African Crop Science Journal African Crop Science Society ISSN: 1021-9730 EISSN: 2072-6589 Vol. 19, Num. 2, 2011, pp. 117-124

African Crop Science Journal, Vol. 19, No. 2, pp. 117 - 124

Energy use pattern AND sensitivity analysis of rice production: A case study of Guilane province of Iran

Seyyed Hassan Pishgar, S. Rafiee¹ and P. Sefeedpari

Department of Agricultural Machinery Engineering, Faculty of Agricultural Engineering and Technology, University of Tehran, Karaj, Iran
¹Department of Agricultural Machinery Engineering, Faculty of Agricultural Engineering and Technology, University of Tehran, Karaj, Iran
Corresponding author: s.hassan.pishgar@gmail.com

(Received 3 November, 2010; accepted 31 March, 2011)

Code Number: cs11011

ABSTRACT

Rice is one of the most important crop supplying the world's population's food. Because of the direct links between energy and crop yields, and food supplies, rice energy analysis is essential. The objective of this study was to evaluate the energy balance between inputs and outputs of rice production in Guilane Province of Iran. Data were collected from 105 rice farmers with face to face questionnaire. A total energy input and output of 39.3 and 60.3 G J ha^-1 was observed. Fertiliser and fuel were the highest energy inputs with amount of 14.1 and 11.6 G J ha^-1, followed by electricity and seed with 5.2 and 3.1 G J ha^-1, respectively. Energy use efficiency, energy productivity, specific energy and net energy were 1.57, 0.09, 11.20 and 21 G J ha^-1, respectively. The share of non-renewable energy was almost 89%, while the direct and indirect energy usage based on inputs was approximately equal (49 and 51%, respectively). The econometric model showed that fuel and machinery had a significant effect on rice yield. The marginal physical productivity (MPP) value of fuel and machinery was 0.93 and 0.23, respectively. The total cost of production, gross and net returns were 3156, 1629 and 927 US$ ha^-1, respectively. The benefit-cost ratio was calculated to be 1.29.

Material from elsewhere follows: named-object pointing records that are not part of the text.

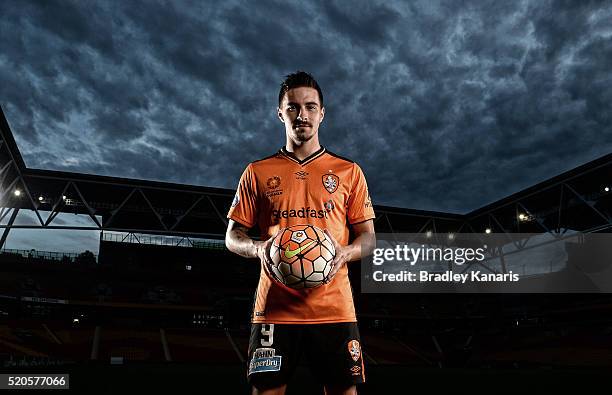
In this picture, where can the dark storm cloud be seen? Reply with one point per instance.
(446, 105)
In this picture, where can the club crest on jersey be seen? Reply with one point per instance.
(330, 182)
(301, 175)
(273, 182)
(354, 349)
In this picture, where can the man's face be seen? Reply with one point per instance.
(301, 112)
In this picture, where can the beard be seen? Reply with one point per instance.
(303, 135)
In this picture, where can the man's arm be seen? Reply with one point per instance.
(362, 245)
(238, 241)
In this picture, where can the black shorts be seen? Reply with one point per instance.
(333, 351)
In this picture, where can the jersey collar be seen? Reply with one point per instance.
(289, 155)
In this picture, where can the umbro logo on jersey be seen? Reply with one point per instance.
(354, 349)
(330, 182)
(301, 175)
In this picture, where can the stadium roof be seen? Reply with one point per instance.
(144, 206)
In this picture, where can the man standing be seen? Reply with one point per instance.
(319, 322)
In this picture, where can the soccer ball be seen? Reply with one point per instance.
(301, 256)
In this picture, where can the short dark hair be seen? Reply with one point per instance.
(296, 80)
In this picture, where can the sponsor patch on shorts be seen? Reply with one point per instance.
(265, 360)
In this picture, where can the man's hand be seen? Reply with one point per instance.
(263, 253)
(343, 255)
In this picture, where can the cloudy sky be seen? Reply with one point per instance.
(446, 105)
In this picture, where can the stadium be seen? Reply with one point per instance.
(164, 305)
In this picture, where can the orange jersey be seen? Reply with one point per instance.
(324, 190)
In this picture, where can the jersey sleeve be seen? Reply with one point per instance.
(359, 204)
(244, 205)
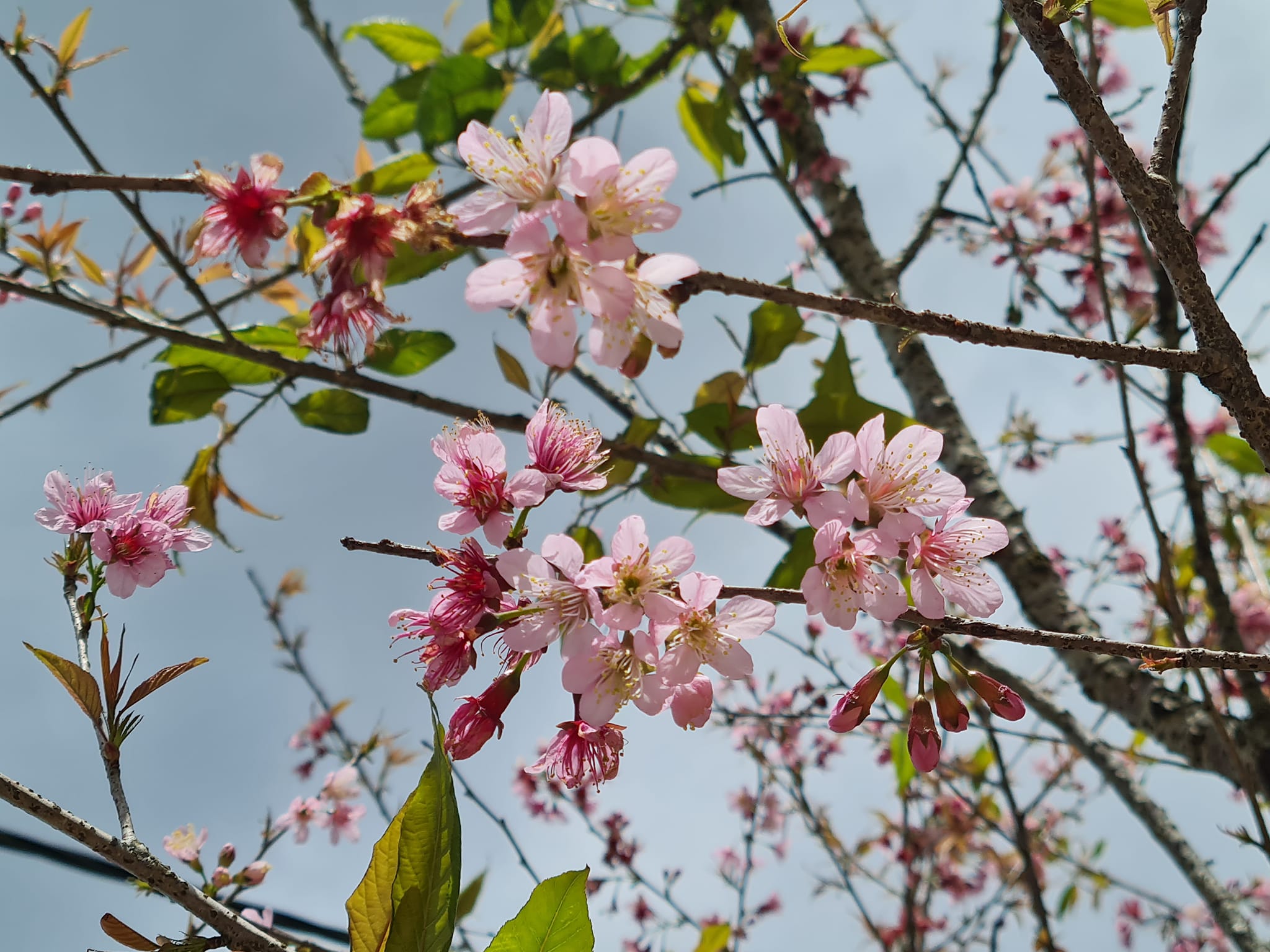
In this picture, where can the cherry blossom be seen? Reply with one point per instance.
(791, 479)
(522, 173)
(850, 576)
(580, 756)
(636, 580)
(945, 563)
(699, 637)
(248, 213)
(83, 509)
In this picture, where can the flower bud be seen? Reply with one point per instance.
(853, 707)
(953, 714)
(1000, 700)
(923, 738)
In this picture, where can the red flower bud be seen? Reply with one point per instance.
(853, 707)
(953, 714)
(923, 738)
(1001, 701)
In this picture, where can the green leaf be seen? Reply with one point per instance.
(714, 938)
(516, 22)
(1123, 13)
(398, 175)
(469, 896)
(426, 888)
(186, 394)
(793, 566)
(904, 763)
(235, 369)
(404, 352)
(395, 110)
(837, 404)
(773, 328)
(706, 125)
(402, 42)
(408, 265)
(333, 410)
(836, 59)
(556, 919)
(458, 90)
(1236, 454)
(689, 493)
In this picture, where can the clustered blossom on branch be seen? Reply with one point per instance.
(563, 254)
(133, 545)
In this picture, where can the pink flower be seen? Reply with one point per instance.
(851, 708)
(557, 606)
(135, 551)
(303, 811)
(791, 479)
(1002, 701)
(566, 450)
(691, 702)
(637, 580)
(249, 211)
(613, 337)
(362, 232)
(342, 819)
(850, 576)
(350, 318)
(621, 200)
(474, 478)
(923, 738)
(522, 173)
(554, 277)
(580, 754)
(945, 563)
(184, 844)
(699, 637)
(83, 509)
(898, 482)
(609, 672)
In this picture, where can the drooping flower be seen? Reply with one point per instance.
(791, 479)
(135, 552)
(898, 482)
(691, 702)
(557, 606)
(83, 509)
(945, 563)
(478, 719)
(522, 173)
(474, 478)
(850, 575)
(580, 754)
(636, 579)
(553, 277)
(653, 314)
(923, 736)
(566, 448)
(301, 813)
(248, 213)
(184, 844)
(621, 200)
(607, 672)
(699, 637)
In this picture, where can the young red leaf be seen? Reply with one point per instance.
(159, 678)
(75, 679)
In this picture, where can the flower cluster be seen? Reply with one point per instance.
(895, 489)
(563, 254)
(131, 544)
(350, 234)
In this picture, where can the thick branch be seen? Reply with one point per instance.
(140, 863)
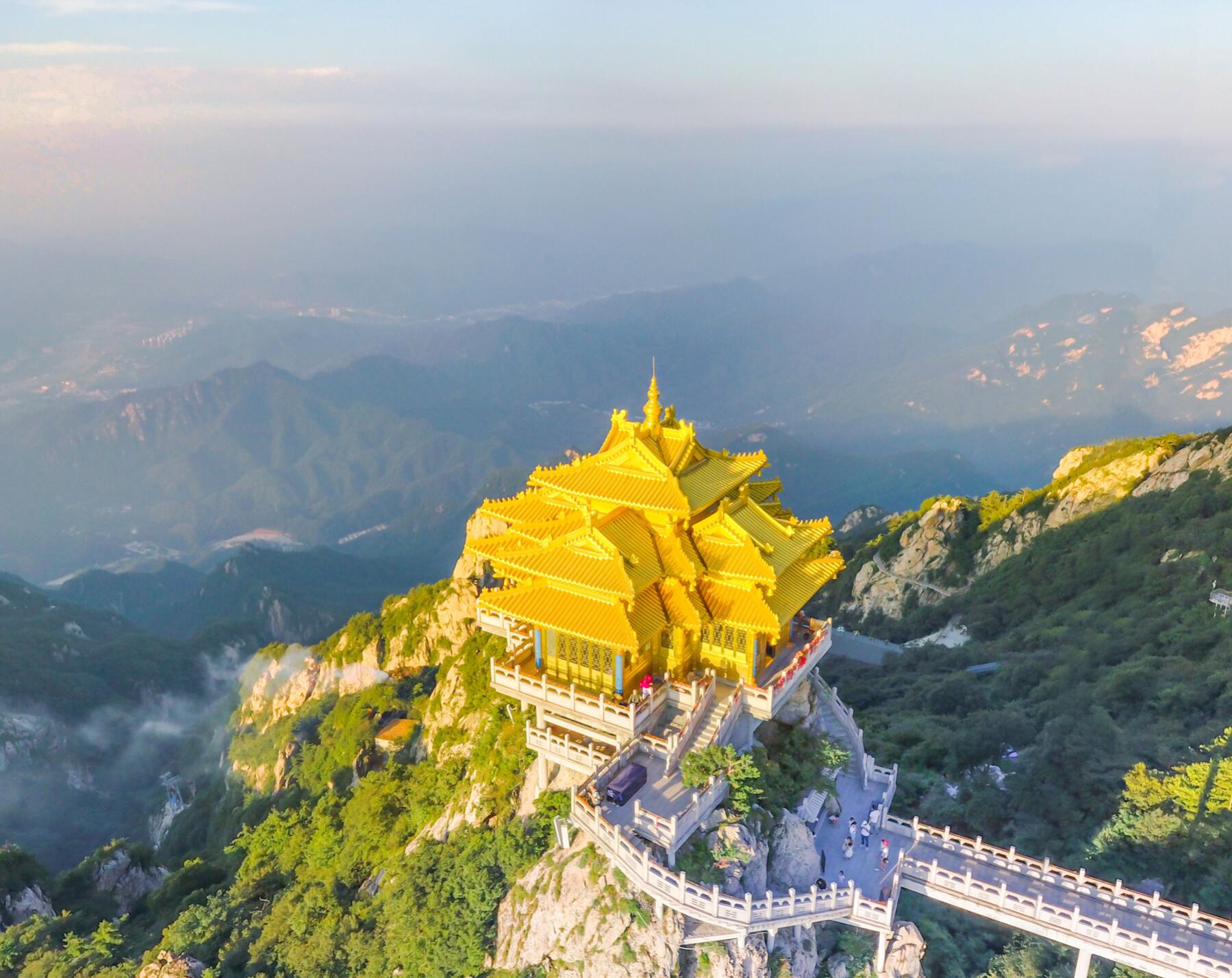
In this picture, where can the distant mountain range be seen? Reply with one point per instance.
(384, 456)
(1076, 370)
(282, 597)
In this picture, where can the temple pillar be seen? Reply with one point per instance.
(882, 947)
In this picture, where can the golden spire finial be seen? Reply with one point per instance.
(653, 409)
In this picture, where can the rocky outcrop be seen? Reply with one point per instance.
(794, 862)
(24, 904)
(862, 520)
(925, 550)
(447, 625)
(127, 881)
(572, 916)
(1104, 486)
(449, 711)
(1204, 455)
(742, 857)
(24, 737)
(1011, 538)
(281, 686)
(168, 965)
(905, 957)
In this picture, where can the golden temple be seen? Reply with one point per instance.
(653, 555)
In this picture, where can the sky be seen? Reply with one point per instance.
(627, 145)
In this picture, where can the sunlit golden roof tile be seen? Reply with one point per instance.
(566, 611)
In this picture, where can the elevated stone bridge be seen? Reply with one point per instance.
(1096, 916)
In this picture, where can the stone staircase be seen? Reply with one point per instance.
(837, 732)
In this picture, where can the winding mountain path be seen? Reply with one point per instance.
(913, 581)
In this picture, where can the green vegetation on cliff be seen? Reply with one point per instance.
(1110, 672)
(362, 865)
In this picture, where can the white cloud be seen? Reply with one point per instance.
(61, 47)
(327, 72)
(137, 6)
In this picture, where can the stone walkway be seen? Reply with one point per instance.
(865, 864)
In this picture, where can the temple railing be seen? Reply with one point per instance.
(567, 749)
(846, 717)
(701, 701)
(707, 903)
(672, 831)
(1067, 924)
(625, 717)
(766, 701)
(1074, 880)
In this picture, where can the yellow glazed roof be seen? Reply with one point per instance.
(655, 530)
(550, 607)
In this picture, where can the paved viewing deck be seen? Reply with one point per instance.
(1098, 918)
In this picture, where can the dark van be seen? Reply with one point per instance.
(626, 783)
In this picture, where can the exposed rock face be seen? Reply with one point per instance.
(1102, 487)
(1071, 460)
(1011, 538)
(25, 904)
(744, 864)
(799, 705)
(450, 623)
(126, 881)
(862, 519)
(905, 959)
(753, 961)
(1205, 455)
(794, 862)
(26, 736)
(173, 966)
(286, 684)
(570, 916)
(925, 549)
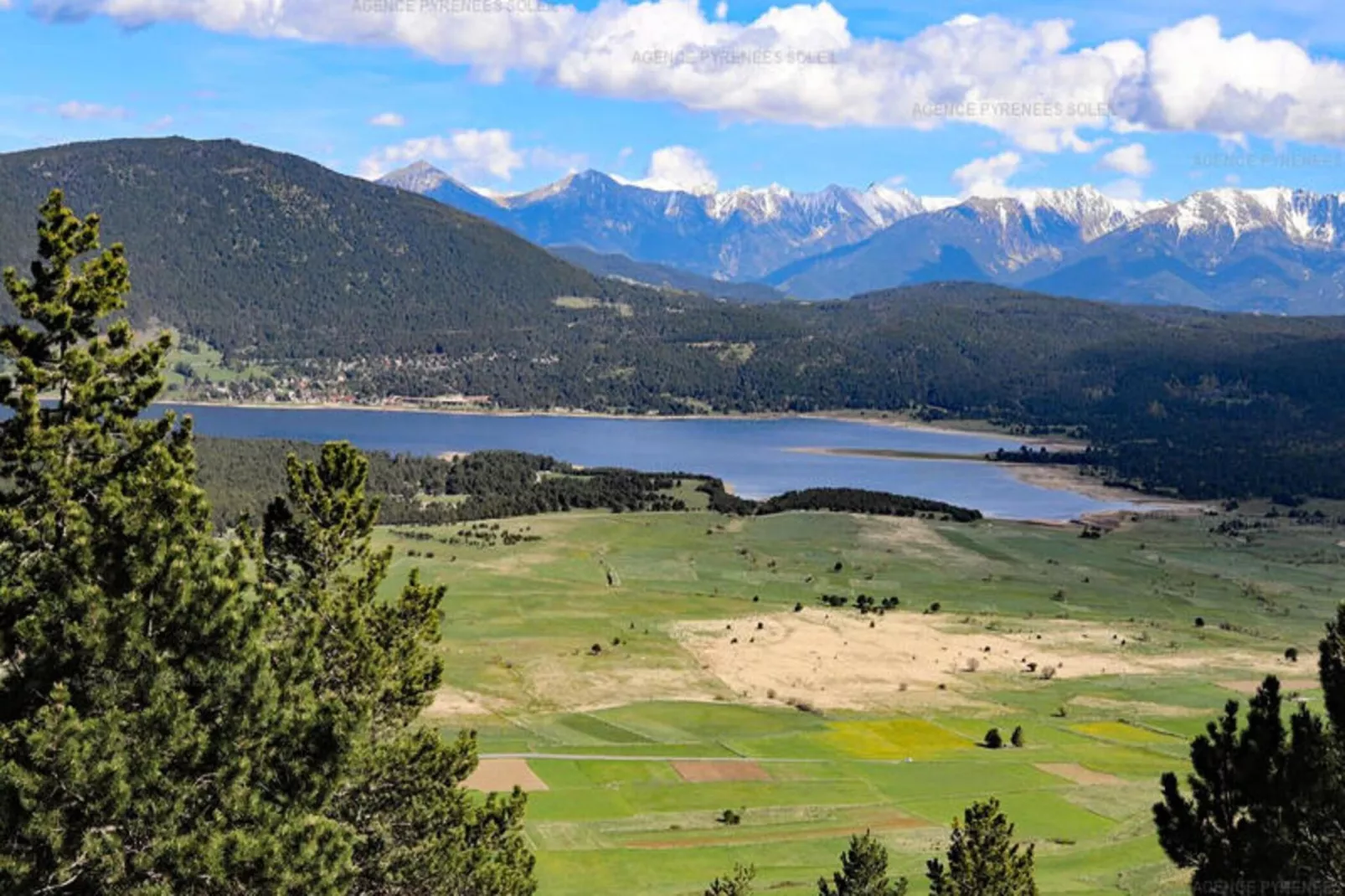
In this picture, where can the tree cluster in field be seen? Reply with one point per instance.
(982, 860)
(856, 501)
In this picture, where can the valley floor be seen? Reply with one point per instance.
(642, 673)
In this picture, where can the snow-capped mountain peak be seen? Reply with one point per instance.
(419, 177)
(1301, 215)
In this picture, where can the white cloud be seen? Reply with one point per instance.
(678, 168)
(77, 111)
(1027, 81)
(1129, 160)
(467, 155)
(1126, 188)
(987, 177)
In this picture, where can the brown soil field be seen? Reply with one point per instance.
(1078, 774)
(1286, 685)
(698, 771)
(768, 836)
(495, 775)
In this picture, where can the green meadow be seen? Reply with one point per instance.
(617, 656)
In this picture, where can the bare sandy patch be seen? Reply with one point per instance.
(451, 703)
(603, 682)
(1080, 775)
(836, 661)
(1136, 708)
(502, 775)
(705, 771)
(1286, 685)
(912, 537)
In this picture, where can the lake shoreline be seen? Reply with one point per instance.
(1054, 476)
(757, 454)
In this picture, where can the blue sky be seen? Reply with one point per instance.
(1171, 99)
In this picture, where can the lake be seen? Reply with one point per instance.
(750, 455)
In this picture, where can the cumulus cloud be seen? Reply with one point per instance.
(1126, 190)
(987, 177)
(678, 168)
(77, 111)
(467, 155)
(1129, 160)
(801, 64)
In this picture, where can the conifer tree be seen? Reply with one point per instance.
(1267, 800)
(734, 884)
(188, 714)
(863, 872)
(983, 860)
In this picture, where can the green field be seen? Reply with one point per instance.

Key Words: Energy ratio, fuel, renewable energy

RÉSUMÉ

Le riz est parmi d'importantes cultures qui fournissent de la nourriture aux populations du monde. A cause des liens directs entre l'énergie et les rendements de cultures, l'analyse de l'énergie pour le riz est primordial. L'objectif de cette étude était d'évaluer la balance énergétique entre apports et sorties de la production du riz dans la Province de Guilane en Iran. De données étaient recuillies de 105 riziculteurs à l'aide d'un questionnaire face à face. Un total d'apport et sortie d'énergie de 39.3 et 60.3 G J ha^-1 était respectivement observé. Les fertilisants et le carburant constituaient un apport plus élevé d'énergie de l'ordre de 14.1 et 11.6 G J ha^-1 suivis de l'électicité et semence avec 5.2 et 3.1 G J ha^-1, respectivement. L'utilisation efficiente de l'énergie, la productivité de l'énergie, l'énergie spécifique et l' énergie nette étaient de 1.57, 0.09, 11.20 et 21 G J ha^-1, respectivement. La part de l'énergie non renouvelable était d'environ 89%, pendant que l'usage direct et indirect de l'énergie basé sur les apports était approximativement égal (49 et 51%, respectivement). Le modèle économétrique avait montré que le carburant et les machines avaient 0.93 et 0.23, respectivement. Le coût total de production, le gros et le revenu net étaient de 3156, 1629 et 927 US$ ha^-1, respectivement. Le rapport coût-bénéfice calculé était de 1.29.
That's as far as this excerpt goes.